The opposed four cylinder Lycoming engine had no oil leaks that he could see. Someone had gone to a lot of trouble to make it that way. Ibrahim, the blind mechanic.
Ibrahim sighed. "It is an old plane but the engine is good. Perhaps a bit tired, but good. The controls are good, although I never flew the plane." There was a trace of sadness in the old man’s voice. "It belonged to a Frenchman who had a business here, years ago. I maintained it for him. We often traveled together over the desert. When he died this was his gift to me. No one has flown it in almost twenty years, but I have kept it ready."
Twenty years. A long time. Harmon thought about five hundred dollars a day.
"Let’s start her up," he said.
The old man climbed into the cockpit with the ease of long practice. He would never pilot a plane but he knew what he was doing. Nick heard the whine of fuel pumps. Thirty seconds later the engine cranked over and came to life. The wash from the wooden propeller blew eddies of dust around the room. A burst of black and white smoke and the engine settled down to a steady, throaty idle.
Ibrahim worked the pedals and the stick. Everything moved like it should.
Harmon spent the next half hour checking the plane over. The dry climate had done a good job of preservation. Except for the tires, the plane seemed airworthy. They wouldn’t know for sure until they took her up.
"So," Carter asked him, "What do you think?"

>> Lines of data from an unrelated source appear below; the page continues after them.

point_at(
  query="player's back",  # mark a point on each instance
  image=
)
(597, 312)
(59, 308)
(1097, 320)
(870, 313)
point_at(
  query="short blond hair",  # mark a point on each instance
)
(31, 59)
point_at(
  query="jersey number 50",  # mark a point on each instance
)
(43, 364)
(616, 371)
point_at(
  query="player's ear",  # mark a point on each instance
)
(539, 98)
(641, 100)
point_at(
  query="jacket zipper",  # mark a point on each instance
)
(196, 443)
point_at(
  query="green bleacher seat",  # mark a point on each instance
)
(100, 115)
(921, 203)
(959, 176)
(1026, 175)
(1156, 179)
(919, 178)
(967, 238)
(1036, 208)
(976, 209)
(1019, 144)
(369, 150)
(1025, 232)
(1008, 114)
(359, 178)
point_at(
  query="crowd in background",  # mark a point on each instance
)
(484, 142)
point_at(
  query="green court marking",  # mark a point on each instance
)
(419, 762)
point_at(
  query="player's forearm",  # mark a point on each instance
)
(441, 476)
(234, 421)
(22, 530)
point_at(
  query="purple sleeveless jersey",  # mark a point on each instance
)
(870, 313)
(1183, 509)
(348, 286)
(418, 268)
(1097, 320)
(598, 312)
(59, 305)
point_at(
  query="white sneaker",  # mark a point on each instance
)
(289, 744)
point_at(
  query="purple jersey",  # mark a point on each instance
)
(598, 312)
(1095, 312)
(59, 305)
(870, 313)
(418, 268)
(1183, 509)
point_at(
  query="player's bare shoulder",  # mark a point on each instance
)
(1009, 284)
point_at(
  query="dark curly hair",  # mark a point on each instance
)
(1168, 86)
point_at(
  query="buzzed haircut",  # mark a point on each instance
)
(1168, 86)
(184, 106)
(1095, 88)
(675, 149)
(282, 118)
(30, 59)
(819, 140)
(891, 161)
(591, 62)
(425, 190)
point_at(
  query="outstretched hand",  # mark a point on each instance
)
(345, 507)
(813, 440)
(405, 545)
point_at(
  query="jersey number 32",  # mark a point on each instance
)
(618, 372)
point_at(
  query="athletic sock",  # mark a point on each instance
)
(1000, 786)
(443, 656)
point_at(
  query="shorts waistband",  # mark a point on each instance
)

"The tires are no good. We need new ones. They'll have to come out of Bamako. It'll take a day or two. I'll need a thousand Euros, maybe more, maybe less."
Carter didn't have to think about it. "Go ahead and get them."
CHAPTER FIFTEEN
Late the next afternoon Harmon met Carter and Selena in the bar.
"We’ve got the tires. Ibrahim and Moussa will install them. Then I can check her out."
"Never thought I’d be flying in something called a Mouseketeer." Carter sipped his beer.
"Musketeer. Like D’Artagnan and the other guys."